I've worked at some pretty thoughtful bars, where the level of craft and attention to detail were absolutely mind blowing. At my last bar, The Interval in San Francisco, we stirred our drinks with thermometers to achieve perfectly consistent dilution and at staff meetings we tested our liquid measurements against a graduated cylinder. We blind tasted and scrutinized the pedigree of every product we carried, and labored tirelessly to refine and perfect our drink recipes, all in the pursuit of making the best version of a cocktail we could for our customers.

That was our thing and it was wonderful. Though what works at a bar like The Interval can be totally unreasonable at home. I live in a small apartment, I have to choose between a dozen different homemade syrups and open bottles of vermouth in the fridge or, you know, food. Do I really need four mixing glasses in my cupboard? I have very limited space in there and it might nice to own a food processor. What to do?

If a cocktail tastes great, It's a great cocktail. Bespoke, house-made ingredients, complicated, time-consuming procedures, fancy equipment and rare, expensive ingredients are not inherently necessary for making a delicious cocktail. Those tools are wonderful in the right context, but they don't always make sense and can even make a cocktail worse if they are used unnecessarily. There is a basic level of quality that should be observed -- you can only get so far with well whisky and soda gun ginger ale -- but making a great cocktail doesn't have to be complicated.

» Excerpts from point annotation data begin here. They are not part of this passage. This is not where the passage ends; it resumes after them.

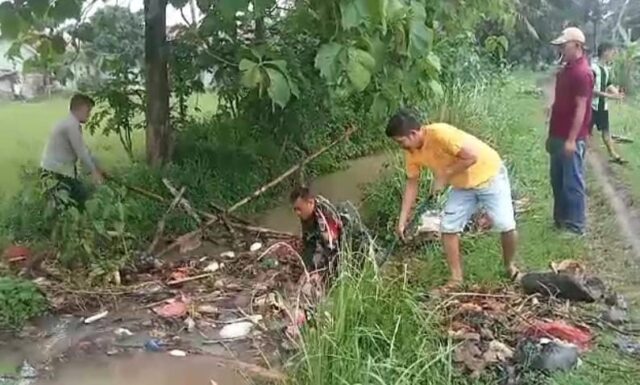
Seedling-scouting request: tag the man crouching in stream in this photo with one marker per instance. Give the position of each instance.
(325, 231)
(476, 174)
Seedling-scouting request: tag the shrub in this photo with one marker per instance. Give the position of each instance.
(20, 301)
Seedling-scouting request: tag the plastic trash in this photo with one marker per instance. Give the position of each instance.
(178, 353)
(173, 309)
(228, 254)
(236, 330)
(153, 345)
(628, 346)
(122, 332)
(579, 336)
(96, 317)
(212, 267)
(27, 370)
(556, 356)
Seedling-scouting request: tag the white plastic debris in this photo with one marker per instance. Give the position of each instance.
(207, 309)
(212, 267)
(96, 317)
(190, 324)
(236, 330)
(120, 332)
(178, 353)
(228, 254)
(27, 370)
(429, 222)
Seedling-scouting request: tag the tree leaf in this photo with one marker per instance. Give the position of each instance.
(278, 90)
(58, 44)
(251, 74)
(38, 7)
(204, 5)
(229, 8)
(178, 4)
(328, 60)
(353, 13)
(433, 61)
(395, 9)
(380, 106)
(420, 37)
(360, 65)
(378, 12)
(66, 9)
(260, 7)
(10, 23)
(436, 88)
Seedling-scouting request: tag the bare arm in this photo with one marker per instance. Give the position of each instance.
(410, 194)
(578, 118)
(80, 148)
(465, 158)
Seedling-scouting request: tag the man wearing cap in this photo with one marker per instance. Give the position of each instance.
(568, 131)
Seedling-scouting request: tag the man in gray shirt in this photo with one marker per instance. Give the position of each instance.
(65, 146)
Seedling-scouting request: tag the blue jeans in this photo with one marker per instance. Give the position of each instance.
(568, 185)
(494, 196)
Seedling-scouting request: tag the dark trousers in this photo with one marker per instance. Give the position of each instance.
(569, 186)
(64, 191)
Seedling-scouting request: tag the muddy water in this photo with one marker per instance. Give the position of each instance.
(340, 186)
(145, 368)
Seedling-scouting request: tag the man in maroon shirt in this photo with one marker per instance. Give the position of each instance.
(568, 132)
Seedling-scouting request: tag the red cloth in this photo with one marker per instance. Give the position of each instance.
(579, 336)
(575, 79)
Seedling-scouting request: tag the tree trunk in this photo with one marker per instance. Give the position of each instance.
(260, 31)
(159, 131)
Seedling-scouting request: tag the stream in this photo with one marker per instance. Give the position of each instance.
(144, 368)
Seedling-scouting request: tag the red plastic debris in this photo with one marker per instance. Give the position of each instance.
(577, 335)
(16, 253)
(174, 308)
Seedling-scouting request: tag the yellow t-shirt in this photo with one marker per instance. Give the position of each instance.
(442, 142)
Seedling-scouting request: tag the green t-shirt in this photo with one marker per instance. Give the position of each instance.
(602, 77)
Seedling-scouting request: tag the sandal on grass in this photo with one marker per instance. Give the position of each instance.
(619, 160)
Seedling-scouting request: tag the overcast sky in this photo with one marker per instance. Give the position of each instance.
(173, 15)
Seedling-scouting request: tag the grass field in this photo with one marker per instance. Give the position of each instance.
(379, 331)
(26, 126)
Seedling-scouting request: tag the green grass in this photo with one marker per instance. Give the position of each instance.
(374, 330)
(625, 120)
(26, 126)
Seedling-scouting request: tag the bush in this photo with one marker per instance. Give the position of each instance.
(369, 331)
(20, 301)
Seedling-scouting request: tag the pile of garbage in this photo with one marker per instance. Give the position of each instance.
(535, 329)
(512, 333)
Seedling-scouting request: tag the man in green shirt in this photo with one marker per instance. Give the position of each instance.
(603, 89)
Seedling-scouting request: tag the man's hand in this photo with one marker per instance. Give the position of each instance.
(618, 96)
(570, 147)
(400, 230)
(97, 176)
(437, 185)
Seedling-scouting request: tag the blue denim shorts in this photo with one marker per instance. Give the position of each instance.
(494, 196)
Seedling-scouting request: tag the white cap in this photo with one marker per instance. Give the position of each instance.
(571, 34)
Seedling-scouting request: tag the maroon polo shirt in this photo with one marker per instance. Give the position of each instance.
(575, 79)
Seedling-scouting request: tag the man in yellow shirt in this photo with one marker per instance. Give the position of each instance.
(476, 174)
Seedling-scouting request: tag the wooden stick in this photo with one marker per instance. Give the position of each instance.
(290, 171)
(183, 202)
(161, 223)
(264, 230)
(138, 190)
(188, 279)
(236, 218)
(211, 221)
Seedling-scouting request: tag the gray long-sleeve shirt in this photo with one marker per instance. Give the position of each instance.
(65, 146)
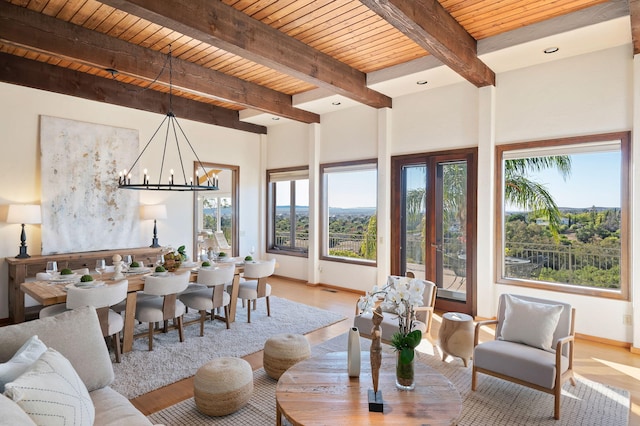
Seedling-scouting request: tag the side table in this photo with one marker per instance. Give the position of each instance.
(456, 336)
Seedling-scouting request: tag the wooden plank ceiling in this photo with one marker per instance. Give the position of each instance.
(234, 54)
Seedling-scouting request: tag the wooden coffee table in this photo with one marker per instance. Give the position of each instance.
(318, 391)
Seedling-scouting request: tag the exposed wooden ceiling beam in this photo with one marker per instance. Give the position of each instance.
(40, 75)
(428, 24)
(634, 10)
(25, 28)
(215, 23)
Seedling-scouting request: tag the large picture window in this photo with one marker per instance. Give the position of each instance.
(288, 219)
(563, 214)
(348, 211)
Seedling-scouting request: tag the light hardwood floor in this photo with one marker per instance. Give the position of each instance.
(599, 362)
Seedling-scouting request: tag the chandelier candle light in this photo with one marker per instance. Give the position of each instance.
(400, 296)
(208, 182)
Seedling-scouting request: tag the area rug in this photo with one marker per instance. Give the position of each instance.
(141, 371)
(495, 403)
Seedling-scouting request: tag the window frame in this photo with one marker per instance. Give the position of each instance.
(625, 214)
(324, 211)
(271, 211)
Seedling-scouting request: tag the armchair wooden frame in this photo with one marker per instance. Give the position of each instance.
(560, 377)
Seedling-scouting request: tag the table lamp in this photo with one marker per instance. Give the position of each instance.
(23, 214)
(157, 211)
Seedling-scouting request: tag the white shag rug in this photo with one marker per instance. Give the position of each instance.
(495, 403)
(141, 371)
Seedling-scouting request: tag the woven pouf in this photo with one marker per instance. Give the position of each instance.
(282, 351)
(223, 386)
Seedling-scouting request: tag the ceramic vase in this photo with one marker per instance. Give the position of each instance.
(405, 379)
(353, 352)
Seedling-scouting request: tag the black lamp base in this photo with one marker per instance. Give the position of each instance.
(22, 254)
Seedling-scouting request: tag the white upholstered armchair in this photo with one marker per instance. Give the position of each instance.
(533, 346)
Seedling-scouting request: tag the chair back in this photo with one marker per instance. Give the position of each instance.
(217, 275)
(98, 297)
(565, 322)
(261, 269)
(170, 284)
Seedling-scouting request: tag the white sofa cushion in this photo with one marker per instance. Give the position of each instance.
(530, 323)
(52, 393)
(75, 334)
(12, 414)
(21, 360)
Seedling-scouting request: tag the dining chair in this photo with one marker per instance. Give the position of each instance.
(163, 303)
(255, 284)
(101, 298)
(213, 296)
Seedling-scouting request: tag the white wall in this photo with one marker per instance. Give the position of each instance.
(19, 117)
(580, 95)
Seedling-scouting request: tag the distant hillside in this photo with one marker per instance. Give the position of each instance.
(353, 211)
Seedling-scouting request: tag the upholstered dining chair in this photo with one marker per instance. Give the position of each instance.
(163, 304)
(533, 346)
(101, 298)
(255, 284)
(389, 325)
(213, 296)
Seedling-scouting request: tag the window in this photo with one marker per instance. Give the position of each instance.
(348, 211)
(563, 215)
(288, 218)
(216, 212)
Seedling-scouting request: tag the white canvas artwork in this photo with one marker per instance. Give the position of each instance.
(82, 207)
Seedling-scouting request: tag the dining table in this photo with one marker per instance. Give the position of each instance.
(48, 292)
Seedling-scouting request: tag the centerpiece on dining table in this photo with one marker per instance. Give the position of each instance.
(174, 258)
(400, 297)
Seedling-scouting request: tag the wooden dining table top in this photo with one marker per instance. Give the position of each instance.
(50, 293)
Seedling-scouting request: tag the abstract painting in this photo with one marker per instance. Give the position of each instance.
(82, 207)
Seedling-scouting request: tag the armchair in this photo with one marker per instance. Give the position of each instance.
(534, 345)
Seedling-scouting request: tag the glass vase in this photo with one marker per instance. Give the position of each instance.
(405, 379)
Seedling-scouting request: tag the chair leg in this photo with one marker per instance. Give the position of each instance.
(203, 316)
(226, 315)
(116, 346)
(150, 336)
(474, 377)
(180, 329)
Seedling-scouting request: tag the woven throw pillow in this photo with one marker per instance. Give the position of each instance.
(530, 323)
(52, 393)
(28, 353)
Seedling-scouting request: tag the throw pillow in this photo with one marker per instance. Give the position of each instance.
(52, 393)
(530, 323)
(28, 353)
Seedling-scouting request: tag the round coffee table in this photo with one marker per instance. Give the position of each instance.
(319, 391)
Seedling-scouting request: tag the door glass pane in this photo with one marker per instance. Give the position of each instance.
(451, 232)
(415, 217)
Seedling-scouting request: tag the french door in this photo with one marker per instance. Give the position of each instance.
(433, 228)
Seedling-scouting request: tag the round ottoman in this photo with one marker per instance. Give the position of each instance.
(282, 351)
(223, 386)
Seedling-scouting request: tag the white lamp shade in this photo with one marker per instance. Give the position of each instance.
(24, 213)
(156, 211)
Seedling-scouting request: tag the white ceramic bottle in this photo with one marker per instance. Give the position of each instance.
(353, 352)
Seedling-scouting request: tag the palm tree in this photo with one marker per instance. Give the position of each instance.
(523, 192)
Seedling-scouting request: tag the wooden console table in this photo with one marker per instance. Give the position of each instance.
(319, 391)
(22, 269)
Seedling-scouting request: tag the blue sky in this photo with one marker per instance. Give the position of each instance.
(594, 181)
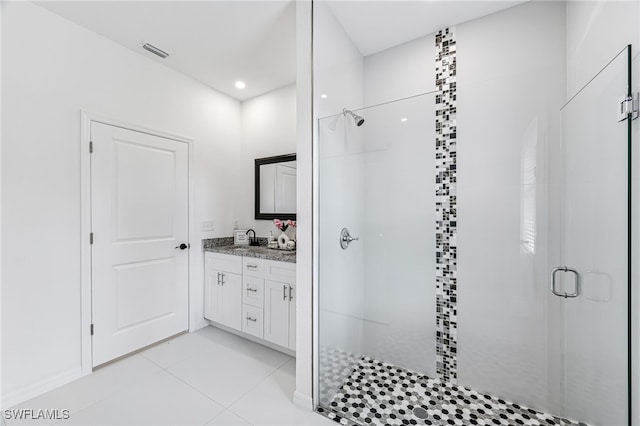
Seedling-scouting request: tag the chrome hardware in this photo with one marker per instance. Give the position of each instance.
(628, 106)
(576, 293)
(345, 238)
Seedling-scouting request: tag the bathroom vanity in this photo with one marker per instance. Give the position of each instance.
(251, 291)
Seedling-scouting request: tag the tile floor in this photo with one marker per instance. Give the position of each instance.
(209, 377)
(379, 393)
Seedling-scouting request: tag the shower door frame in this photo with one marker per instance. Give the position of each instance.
(631, 339)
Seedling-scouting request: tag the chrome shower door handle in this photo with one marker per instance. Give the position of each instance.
(345, 238)
(576, 291)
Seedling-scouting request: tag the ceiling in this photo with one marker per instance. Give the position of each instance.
(218, 42)
(374, 26)
(215, 42)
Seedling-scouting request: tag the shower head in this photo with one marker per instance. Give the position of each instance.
(359, 120)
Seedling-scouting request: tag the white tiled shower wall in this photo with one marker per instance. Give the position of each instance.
(511, 75)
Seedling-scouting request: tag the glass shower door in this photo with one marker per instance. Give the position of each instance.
(592, 280)
(376, 293)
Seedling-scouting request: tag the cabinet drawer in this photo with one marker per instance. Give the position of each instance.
(281, 271)
(252, 321)
(253, 267)
(223, 262)
(253, 291)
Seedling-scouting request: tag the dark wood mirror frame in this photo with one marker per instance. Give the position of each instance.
(256, 189)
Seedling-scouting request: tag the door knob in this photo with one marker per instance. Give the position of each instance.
(345, 238)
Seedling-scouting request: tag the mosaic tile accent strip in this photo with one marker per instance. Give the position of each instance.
(378, 393)
(446, 253)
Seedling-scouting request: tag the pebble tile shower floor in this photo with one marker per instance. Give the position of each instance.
(378, 393)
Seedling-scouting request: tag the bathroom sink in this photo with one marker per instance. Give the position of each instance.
(240, 249)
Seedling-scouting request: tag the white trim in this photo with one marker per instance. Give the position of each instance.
(254, 339)
(85, 247)
(86, 119)
(303, 400)
(41, 387)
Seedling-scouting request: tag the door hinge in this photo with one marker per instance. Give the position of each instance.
(628, 106)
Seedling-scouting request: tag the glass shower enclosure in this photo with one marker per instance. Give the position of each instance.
(536, 324)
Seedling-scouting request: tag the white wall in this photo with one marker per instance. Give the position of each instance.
(338, 74)
(52, 69)
(399, 72)
(400, 205)
(268, 129)
(303, 394)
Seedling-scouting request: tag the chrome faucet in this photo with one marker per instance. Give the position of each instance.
(252, 241)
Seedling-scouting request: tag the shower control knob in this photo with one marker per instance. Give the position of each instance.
(346, 238)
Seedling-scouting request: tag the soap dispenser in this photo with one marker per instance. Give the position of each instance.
(271, 241)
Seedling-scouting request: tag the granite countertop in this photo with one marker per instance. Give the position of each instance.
(260, 252)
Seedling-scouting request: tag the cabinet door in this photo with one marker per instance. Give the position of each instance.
(276, 313)
(232, 300)
(213, 295)
(292, 317)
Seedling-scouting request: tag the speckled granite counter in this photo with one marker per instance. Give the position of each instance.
(225, 246)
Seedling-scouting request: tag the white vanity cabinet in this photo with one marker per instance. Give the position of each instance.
(223, 289)
(265, 303)
(279, 313)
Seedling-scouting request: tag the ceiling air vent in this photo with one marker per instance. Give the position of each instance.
(151, 48)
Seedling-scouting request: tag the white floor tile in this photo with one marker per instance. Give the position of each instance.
(223, 374)
(270, 403)
(92, 388)
(159, 400)
(227, 418)
(206, 372)
(238, 344)
(175, 350)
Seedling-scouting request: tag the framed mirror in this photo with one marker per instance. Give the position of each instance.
(275, 187)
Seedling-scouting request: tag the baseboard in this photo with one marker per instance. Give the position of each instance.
(37, 389)
(197, 326)
(303, 400)
(254, 339)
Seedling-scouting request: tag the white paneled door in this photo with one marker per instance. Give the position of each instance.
(139, 190)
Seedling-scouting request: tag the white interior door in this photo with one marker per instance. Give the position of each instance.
(139, 190)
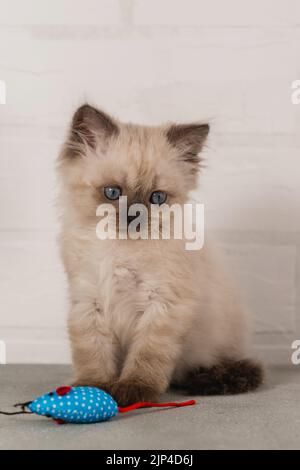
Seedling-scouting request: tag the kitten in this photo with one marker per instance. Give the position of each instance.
(144, 313)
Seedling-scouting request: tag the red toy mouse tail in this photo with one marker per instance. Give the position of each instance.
(147, 404)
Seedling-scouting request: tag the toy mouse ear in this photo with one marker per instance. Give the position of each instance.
(61, 391)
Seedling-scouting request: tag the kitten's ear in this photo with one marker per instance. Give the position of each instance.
(89, 123)
(189, 139)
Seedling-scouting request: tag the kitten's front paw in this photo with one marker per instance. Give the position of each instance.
(105, 386)
(129, 391)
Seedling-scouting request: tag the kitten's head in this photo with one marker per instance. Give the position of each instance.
(104, 158)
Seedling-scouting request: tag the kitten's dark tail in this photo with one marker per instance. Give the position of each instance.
(226, 378)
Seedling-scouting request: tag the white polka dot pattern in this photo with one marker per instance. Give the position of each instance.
(79, 405)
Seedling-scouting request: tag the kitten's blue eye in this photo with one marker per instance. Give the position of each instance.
(158, 197)
(113, 192)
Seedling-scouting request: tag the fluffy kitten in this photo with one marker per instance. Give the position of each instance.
(144, 313)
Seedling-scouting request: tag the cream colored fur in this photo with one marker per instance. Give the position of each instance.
(142, 312)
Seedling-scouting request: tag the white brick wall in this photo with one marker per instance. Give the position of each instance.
(231, 62)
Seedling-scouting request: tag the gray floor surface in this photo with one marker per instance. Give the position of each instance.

We live in very fortunate times, as there is such a bountiful variety of excellent spirits and beverage products available almost anywhere. We don't have to make every ingredient in house to have a good cocktail anymore, and often it doesn't make sense to do so. There are hundreds of dedicated and experienced producers out there making spirits, bitters, syrups, soft drinks and other ingredients at a much higher level of quality than I could ever imagine making in my kitchen at home.

If you have the time, space, desire and resources to make your own tonic, go for it! But if your goal is to just make a delicious g&t for you and your friends, you simply have to buy a good gin, buy a good tonic and slice some citrus. Then you have a cocktail that's as good as the ones served at top cocktail bars, and it didn't take years of experience to achieve. More importantly, you can easily make something that works for you, your tastes and your budget and it will be more special and unique.

Exhausted from making cocktails all day at work and fed up with keeping a variety of bespoke ingredients around the house, my at home drink making had devolved into opening a bottle of wine or maybe pouring some whisky over ice if I remembered to make it. But I love hosting and I wanted to serve cocktails with a high level of quality to my thirsty friends. My girlfriend challenged me to create one house cocktail that everyone would enjoy. It had to be simple, easy for anyone to make and the ingredients had to be readily available. Also, it had to be pink, made with tequila and named The Happy Rabbit. Thus our house cocktail was born:

Happy Rabbit (Recipe)

1.5oz - Blanco Tequila

Half of a squeezed lime

One pinch of salt

Top up with guava flavored soda

Build all ingredients in a rocks glass with ice and enjoy. (Cute garnish optional)

It was a huge hit! Refreshing, balanced and easy to make. The proportions can vary a little and it still tastes great, and the ingredients aren't terribly hard to find or keep around. Any good 100% de Agave blanco tequila will work for this cocktail. I used Bundaberg Guava Soda, but it works with other brands as well. The cocktail can also be made as a large batch in a pitcher or a punch bowl to serve a group of friends.